President Donald Trump declared the opioid epidemic a “public health emergency” Oct. 26, giving states hit hard by opioid addiction flexibility on how they direct federal resources to combat rising drug deaths. Trump’s White House commission on the opioid epidemic, which delivered its final report to the president Nov. 1 offering 56 recommendations for tackling the crisis, estimates that opioids are killing 175 Americans every day.

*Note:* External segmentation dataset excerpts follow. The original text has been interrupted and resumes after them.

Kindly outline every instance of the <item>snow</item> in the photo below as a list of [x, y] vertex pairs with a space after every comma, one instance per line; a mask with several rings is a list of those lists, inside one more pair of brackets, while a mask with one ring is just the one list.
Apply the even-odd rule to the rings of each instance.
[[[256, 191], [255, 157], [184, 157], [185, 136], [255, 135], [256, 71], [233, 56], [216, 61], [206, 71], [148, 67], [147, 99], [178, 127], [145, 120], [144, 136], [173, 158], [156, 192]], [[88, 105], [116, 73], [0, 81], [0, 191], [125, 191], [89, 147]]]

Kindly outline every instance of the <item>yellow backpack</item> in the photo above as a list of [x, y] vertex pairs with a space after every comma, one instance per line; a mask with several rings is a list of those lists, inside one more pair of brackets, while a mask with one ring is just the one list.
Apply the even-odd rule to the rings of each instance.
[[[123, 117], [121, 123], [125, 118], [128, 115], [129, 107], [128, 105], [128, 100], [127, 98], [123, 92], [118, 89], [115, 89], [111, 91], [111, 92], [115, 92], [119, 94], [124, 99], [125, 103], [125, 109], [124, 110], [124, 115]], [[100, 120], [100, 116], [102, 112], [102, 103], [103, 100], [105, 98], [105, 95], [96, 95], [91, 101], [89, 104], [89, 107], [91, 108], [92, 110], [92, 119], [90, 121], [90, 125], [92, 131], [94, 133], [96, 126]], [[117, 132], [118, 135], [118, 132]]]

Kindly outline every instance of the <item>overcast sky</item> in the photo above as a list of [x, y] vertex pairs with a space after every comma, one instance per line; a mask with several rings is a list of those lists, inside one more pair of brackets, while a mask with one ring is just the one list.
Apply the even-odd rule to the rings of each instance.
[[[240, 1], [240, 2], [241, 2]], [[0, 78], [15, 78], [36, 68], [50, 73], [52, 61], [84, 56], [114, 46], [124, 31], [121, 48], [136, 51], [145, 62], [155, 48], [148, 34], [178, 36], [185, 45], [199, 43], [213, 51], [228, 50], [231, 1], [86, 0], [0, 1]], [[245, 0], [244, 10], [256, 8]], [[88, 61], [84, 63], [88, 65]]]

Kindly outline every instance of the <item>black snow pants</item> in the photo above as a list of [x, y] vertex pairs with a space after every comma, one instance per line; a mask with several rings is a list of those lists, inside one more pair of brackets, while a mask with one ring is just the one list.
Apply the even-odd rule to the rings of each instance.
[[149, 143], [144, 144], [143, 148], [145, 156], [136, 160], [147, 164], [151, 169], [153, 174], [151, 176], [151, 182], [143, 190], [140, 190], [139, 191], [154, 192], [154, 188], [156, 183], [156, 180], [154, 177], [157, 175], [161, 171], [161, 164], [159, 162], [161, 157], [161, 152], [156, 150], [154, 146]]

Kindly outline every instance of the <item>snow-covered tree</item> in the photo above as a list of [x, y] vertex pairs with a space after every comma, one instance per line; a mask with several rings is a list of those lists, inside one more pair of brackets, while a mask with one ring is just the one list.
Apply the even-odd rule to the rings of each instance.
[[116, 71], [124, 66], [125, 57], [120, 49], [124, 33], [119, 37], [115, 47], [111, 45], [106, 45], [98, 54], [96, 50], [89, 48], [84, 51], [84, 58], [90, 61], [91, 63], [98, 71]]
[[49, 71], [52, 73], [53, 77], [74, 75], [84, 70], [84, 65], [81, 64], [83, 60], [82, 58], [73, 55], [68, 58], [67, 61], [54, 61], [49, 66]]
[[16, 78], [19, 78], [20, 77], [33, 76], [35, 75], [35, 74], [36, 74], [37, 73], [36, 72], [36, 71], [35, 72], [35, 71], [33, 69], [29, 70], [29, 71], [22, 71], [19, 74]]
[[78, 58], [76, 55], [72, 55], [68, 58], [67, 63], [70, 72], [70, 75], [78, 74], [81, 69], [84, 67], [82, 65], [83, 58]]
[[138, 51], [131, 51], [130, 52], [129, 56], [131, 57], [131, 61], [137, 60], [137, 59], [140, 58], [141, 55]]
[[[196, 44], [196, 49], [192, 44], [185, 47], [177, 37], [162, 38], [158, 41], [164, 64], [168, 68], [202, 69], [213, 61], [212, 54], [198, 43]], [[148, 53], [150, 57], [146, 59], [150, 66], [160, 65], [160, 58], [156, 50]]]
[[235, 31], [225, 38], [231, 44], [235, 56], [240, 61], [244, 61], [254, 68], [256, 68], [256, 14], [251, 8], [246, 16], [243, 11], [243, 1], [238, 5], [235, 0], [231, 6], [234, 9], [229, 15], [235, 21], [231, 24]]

Sessions also announced Wednesday the creation of the first new DEA field office in 20 years, which will focus on opioid trafficking in Kentucky, West Virginia and Tennessee. The DEA’s new operation, which is located in Louisville, Ky., will be staffed with more than 90 federal drug agents who will conduct enforcement operations throughout the region.
The National Center for Health Statistics, part of the Centers for Disease Control and Prevention (CDC), released its first preliminary report in August giving an accounting of drug overdose deaths in 2016. The CDC estimates that drug deaths rose by more than 22 percent in 2016, with 64,070 Americans suffering a fatal overdose that year, driven primarily by fentanyl.
Drug overdoses are now the leading cause of accidental death for Americans under 50.